On the front porch she lay on her stomach and inspected the space between the door and the jamb.
It took her a minute to find it, because it was almost invisible to the naked eye. Finally, though, she reached up and pulled out a tiny piece of clear fishing line, no more than half an inch long, which had been wedged into the tight space.
“I told Lilly that under no circumstances was she to ever go into the house. That I couldn’t guarantee her safety if she did, and that I wouldn’t be able to tell whether anyone else had been in it.”
“Who’s Lilly?”
“She’s my best friend. She’s the one I left Bonnie with to care for in my absence.”
“Who’s Bonnie?”
“My horse. I told you about her.”
“Oh, yeah. So, is she single?”
“Who, Bonnie?”
“No, dummy. Lilly.”
“Yes, she’s single. At least she was when I left. And there aren’t a lot of single men around here to choose from. So I expect she still is.”
“Is she hot?”
“Who, Bonnie?”
“Sheesh. You know I’m talking about Lilly. Is Lilly hot?”

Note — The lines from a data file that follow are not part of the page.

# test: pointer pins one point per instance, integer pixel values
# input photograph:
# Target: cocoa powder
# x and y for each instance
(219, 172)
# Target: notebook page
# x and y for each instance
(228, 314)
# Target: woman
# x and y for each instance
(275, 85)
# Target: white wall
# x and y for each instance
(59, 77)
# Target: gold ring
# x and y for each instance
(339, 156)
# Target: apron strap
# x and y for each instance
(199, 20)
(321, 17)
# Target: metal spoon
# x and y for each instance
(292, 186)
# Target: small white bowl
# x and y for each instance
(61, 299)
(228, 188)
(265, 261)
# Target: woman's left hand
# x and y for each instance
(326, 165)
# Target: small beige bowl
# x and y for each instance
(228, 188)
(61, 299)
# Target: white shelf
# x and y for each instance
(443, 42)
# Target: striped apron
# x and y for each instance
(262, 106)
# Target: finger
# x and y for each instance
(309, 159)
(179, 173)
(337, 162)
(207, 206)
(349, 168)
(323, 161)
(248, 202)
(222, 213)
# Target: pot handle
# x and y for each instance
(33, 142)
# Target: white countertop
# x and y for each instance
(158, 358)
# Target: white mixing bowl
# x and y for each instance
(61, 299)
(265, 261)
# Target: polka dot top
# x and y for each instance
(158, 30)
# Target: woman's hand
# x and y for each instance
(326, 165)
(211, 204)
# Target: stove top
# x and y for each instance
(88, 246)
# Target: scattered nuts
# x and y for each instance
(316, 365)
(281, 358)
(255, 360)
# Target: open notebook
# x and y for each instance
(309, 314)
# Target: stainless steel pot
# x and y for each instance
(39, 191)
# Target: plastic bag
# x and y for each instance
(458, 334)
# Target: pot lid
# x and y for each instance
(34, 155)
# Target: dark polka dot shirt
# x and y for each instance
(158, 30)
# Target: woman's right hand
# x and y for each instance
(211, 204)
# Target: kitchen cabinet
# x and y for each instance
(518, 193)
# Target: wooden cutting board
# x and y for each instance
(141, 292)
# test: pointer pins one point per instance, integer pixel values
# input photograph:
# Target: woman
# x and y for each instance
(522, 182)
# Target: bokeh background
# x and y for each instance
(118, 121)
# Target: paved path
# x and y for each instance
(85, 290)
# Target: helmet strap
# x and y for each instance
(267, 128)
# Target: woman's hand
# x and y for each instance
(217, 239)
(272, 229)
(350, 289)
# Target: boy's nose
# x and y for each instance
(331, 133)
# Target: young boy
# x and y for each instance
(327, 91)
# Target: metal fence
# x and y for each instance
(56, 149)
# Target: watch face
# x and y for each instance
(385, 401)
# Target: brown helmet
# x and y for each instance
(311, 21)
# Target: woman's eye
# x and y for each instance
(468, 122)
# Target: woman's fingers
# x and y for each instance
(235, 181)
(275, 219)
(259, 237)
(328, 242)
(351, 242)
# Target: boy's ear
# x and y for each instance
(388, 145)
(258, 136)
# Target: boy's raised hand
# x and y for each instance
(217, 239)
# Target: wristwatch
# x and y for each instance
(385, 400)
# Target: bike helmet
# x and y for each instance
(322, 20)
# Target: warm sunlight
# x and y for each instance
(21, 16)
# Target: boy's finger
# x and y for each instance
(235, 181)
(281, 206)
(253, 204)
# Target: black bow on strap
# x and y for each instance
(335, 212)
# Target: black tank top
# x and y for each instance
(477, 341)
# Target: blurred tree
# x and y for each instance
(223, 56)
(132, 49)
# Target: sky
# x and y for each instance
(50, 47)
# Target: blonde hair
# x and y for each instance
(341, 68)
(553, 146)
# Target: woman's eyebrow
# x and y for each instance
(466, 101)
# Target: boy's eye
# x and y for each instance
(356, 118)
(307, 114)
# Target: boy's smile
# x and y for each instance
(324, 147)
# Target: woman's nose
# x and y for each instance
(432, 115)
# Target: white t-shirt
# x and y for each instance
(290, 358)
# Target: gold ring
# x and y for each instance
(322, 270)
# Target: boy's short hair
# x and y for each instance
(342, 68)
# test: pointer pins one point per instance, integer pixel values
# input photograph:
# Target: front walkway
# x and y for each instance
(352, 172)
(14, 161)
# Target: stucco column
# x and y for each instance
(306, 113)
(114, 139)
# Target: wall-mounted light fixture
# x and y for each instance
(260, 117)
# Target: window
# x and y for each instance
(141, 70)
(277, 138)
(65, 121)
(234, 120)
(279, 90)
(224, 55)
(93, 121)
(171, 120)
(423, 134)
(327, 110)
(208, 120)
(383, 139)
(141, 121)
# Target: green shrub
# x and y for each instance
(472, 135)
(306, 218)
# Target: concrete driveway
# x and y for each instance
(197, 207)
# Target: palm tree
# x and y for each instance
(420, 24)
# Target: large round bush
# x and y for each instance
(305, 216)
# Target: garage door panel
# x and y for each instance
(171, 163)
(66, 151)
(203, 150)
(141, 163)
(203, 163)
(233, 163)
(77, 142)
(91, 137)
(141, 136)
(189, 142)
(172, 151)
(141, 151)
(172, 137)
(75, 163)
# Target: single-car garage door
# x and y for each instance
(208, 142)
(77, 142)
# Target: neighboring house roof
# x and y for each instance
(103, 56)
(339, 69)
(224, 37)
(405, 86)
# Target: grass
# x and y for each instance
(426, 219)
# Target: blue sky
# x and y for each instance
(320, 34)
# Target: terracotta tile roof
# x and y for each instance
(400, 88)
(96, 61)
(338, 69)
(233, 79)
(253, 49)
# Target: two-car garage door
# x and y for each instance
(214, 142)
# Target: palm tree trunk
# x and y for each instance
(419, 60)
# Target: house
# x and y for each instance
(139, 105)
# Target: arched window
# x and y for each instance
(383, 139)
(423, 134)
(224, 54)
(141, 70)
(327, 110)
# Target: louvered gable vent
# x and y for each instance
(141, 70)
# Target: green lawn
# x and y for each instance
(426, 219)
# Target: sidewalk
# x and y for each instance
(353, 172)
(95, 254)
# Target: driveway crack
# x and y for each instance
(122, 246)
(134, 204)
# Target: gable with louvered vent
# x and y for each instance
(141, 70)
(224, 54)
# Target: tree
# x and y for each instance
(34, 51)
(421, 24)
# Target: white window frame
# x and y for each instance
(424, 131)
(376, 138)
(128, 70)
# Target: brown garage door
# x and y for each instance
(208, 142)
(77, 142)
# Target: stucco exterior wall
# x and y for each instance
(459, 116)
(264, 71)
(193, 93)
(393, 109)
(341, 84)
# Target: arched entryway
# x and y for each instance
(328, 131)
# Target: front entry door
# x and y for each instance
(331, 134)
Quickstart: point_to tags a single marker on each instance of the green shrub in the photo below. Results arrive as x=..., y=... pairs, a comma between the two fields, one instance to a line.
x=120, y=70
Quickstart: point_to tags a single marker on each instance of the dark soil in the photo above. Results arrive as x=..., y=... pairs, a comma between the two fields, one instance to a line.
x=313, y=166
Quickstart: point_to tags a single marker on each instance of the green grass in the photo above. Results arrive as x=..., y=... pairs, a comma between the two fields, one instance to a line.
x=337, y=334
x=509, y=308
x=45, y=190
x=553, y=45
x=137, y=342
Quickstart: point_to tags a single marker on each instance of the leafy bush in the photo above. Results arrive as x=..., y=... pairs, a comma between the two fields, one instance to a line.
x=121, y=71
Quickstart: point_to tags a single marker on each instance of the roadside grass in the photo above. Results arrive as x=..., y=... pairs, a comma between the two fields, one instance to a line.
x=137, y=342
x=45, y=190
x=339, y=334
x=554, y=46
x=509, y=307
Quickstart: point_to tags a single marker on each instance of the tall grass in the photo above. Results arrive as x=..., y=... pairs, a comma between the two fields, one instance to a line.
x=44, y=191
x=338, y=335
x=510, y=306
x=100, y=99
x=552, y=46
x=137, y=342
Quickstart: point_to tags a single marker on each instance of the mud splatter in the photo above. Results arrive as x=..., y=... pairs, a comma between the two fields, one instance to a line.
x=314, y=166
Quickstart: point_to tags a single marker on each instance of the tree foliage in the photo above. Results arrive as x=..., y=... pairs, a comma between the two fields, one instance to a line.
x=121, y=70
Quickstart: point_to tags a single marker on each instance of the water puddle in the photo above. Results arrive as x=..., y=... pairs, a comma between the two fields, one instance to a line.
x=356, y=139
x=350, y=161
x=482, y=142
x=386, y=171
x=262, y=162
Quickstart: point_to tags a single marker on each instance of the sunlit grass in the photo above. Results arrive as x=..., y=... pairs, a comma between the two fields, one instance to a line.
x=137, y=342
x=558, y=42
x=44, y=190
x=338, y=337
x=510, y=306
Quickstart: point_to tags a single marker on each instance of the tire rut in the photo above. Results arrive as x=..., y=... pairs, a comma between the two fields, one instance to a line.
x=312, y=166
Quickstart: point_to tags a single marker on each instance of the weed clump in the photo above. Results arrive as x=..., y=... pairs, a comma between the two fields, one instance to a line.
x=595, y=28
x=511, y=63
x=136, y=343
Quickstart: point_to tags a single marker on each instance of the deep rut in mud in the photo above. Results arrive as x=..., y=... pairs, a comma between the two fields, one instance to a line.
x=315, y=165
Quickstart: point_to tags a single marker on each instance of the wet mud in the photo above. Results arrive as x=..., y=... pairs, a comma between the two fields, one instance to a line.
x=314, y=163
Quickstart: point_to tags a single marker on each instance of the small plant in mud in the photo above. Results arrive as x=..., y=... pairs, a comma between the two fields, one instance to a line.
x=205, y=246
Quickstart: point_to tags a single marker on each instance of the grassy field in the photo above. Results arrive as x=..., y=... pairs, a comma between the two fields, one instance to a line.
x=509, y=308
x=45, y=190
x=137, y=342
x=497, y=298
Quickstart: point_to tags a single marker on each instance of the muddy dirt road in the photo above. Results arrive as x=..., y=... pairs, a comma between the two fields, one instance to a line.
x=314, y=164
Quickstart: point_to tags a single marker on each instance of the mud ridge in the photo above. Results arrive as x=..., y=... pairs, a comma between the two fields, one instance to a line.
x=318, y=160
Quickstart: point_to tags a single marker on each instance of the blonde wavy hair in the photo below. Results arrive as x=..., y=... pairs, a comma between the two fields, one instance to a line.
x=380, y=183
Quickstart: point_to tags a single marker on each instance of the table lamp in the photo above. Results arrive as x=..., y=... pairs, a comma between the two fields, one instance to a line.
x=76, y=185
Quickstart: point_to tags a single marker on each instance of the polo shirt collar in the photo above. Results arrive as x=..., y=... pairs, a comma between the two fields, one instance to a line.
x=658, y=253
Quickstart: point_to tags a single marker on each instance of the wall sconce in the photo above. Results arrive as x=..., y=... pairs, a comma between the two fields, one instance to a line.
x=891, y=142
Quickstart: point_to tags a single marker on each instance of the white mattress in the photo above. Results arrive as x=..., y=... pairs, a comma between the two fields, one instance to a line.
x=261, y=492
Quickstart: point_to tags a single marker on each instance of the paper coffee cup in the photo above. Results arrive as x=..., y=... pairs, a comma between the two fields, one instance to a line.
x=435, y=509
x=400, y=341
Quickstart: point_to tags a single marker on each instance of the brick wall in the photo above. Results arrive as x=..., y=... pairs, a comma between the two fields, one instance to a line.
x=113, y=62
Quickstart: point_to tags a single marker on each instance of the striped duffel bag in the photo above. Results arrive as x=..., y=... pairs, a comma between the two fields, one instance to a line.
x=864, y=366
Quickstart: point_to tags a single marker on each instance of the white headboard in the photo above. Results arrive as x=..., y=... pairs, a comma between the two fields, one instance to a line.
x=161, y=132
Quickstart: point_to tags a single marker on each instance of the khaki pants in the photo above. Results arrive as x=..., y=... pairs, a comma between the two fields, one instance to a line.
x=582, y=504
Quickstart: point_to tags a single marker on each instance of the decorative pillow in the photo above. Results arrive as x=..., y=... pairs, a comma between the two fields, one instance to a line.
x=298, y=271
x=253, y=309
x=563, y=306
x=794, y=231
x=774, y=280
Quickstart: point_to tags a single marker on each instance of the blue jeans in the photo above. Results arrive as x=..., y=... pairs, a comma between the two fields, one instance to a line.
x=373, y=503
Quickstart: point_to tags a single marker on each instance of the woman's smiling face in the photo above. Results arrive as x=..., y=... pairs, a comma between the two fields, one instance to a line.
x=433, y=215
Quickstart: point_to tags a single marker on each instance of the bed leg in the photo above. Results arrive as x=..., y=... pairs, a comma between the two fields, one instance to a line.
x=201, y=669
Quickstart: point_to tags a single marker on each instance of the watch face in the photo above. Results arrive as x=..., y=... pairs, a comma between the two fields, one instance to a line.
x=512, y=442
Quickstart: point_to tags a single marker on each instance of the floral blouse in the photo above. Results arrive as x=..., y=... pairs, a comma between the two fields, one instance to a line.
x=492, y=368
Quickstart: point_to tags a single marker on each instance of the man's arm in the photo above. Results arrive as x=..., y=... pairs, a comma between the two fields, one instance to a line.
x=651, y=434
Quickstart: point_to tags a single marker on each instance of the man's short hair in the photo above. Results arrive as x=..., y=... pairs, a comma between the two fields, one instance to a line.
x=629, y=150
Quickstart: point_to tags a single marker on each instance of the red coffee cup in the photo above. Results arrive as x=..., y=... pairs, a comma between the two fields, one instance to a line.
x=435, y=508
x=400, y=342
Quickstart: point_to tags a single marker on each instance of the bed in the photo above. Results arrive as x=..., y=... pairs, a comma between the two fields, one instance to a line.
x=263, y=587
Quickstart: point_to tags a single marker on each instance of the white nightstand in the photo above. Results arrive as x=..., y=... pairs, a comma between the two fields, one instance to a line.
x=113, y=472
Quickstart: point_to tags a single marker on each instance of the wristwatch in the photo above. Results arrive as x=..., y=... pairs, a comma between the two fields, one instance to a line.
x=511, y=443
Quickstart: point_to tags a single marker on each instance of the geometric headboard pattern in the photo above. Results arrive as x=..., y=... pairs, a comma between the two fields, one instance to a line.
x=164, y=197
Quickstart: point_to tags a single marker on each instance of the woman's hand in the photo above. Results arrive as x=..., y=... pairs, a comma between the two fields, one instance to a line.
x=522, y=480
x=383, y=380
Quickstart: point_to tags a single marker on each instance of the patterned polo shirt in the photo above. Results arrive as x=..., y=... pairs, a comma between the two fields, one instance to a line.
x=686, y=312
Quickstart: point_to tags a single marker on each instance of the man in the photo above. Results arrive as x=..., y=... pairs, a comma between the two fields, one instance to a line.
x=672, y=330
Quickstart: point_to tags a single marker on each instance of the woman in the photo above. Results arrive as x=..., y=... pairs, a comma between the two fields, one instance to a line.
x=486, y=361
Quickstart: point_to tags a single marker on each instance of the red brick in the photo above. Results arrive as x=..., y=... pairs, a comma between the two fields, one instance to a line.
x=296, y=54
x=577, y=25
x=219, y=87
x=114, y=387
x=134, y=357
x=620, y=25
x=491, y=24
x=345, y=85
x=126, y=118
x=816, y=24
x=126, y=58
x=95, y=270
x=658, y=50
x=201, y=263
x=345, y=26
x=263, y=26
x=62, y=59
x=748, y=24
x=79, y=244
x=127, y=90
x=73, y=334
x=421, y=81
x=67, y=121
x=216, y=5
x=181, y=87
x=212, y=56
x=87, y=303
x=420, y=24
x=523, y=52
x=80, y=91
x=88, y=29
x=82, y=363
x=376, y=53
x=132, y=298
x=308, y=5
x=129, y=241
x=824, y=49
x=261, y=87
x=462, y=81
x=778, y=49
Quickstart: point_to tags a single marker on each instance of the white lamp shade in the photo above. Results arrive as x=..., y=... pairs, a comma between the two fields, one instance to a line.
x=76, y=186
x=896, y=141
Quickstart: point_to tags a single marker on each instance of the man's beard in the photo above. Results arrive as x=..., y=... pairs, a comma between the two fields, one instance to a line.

“I honestly don’t know. I mean, she’s a girl and I’m a girl so she’s not really my type. I guess if I was a guy I’d consider her hot. I’ll tell you what. When we see her later today I’ll tell her you asked if she was hot. We’ll get her opinion on the matter.”
“Don’t you dare tell her that.”
“Tell her what?”
“That I asked if she was hot.”
“But you did.”
“But I don’t want her to know that.”
He looked at her face and saw that she was toying with him.
“You weren’t really gonna tell her, were you?”
“No. And for the record, she’s extremely hot.”
He smiled but said no more about Lilly. Instead, he asked a question.
“Now what?”
“Now we walk around to the back door to see if it’s bee
n tampered with as well. If it hasn’t, we get some sleep. We both need it.”
“Then we go find Savage and kill him?”
“You seem to be in an awful big hurry to kill a man you never met.”
“You hate him, that’s all the character reference I need. I hate him too. You tell me he murdered your family, that’s good enough for me. He deserves to die. How hard is that for anybody to understand?”
“To answer your question, my original plan was to pick up Beth on the way here. But it occurred to me that I needed to ensure the house was safe first. That’s why we didn’t stop in Morgan on the way in.”
“I was wondering about that.”
“Once we verify the house is safe, we’ll go back after her, bring her here and get her settled. Then we’ll go after Savage.”
They checked the doorjamb on the back porch and found a second tiny piece of fishing line, in exactly the same place Red had left it.
“Neither door has been opened,” she explained. If they had, the line would have fallen unnoticed to the floor.”
She took a single key on a rawhide string from her pocket.
“Have you been carrying that the entire time?”
“Yes, no, yes.”
“Well, that clears it up.”
“I carried it in my pocket until we left Lubbock and I had a horse to ride. Then I put it in the saddlebag. Last night, as we prepared to mount up, I took it out of the saddlebag and put it back into my pocket. Yes, no, yes.”
“I’m sorry I asked.”
-23-
The house had a very distinctive musty smell. The smell of a house which hadn’t been lived in for awhile.
Other than that, there seemed nothing out of place. Everything was neat as a pin, save a very thin coating of dust on the wood furniture.
“Want me to sleep on the couch?”
“No. The guest room is at the top of the stairs and to the right. The bathroom is just past it on the left. Stay out of the other two rooms, though.”
“Why? Will the boogey man jump out at me if I go in them?”
“No. One of them is my daddy’s room. And nobody is allowed in there except me. I don’t want anything to be disturbed. Ever. I want it to remain just the way he left it.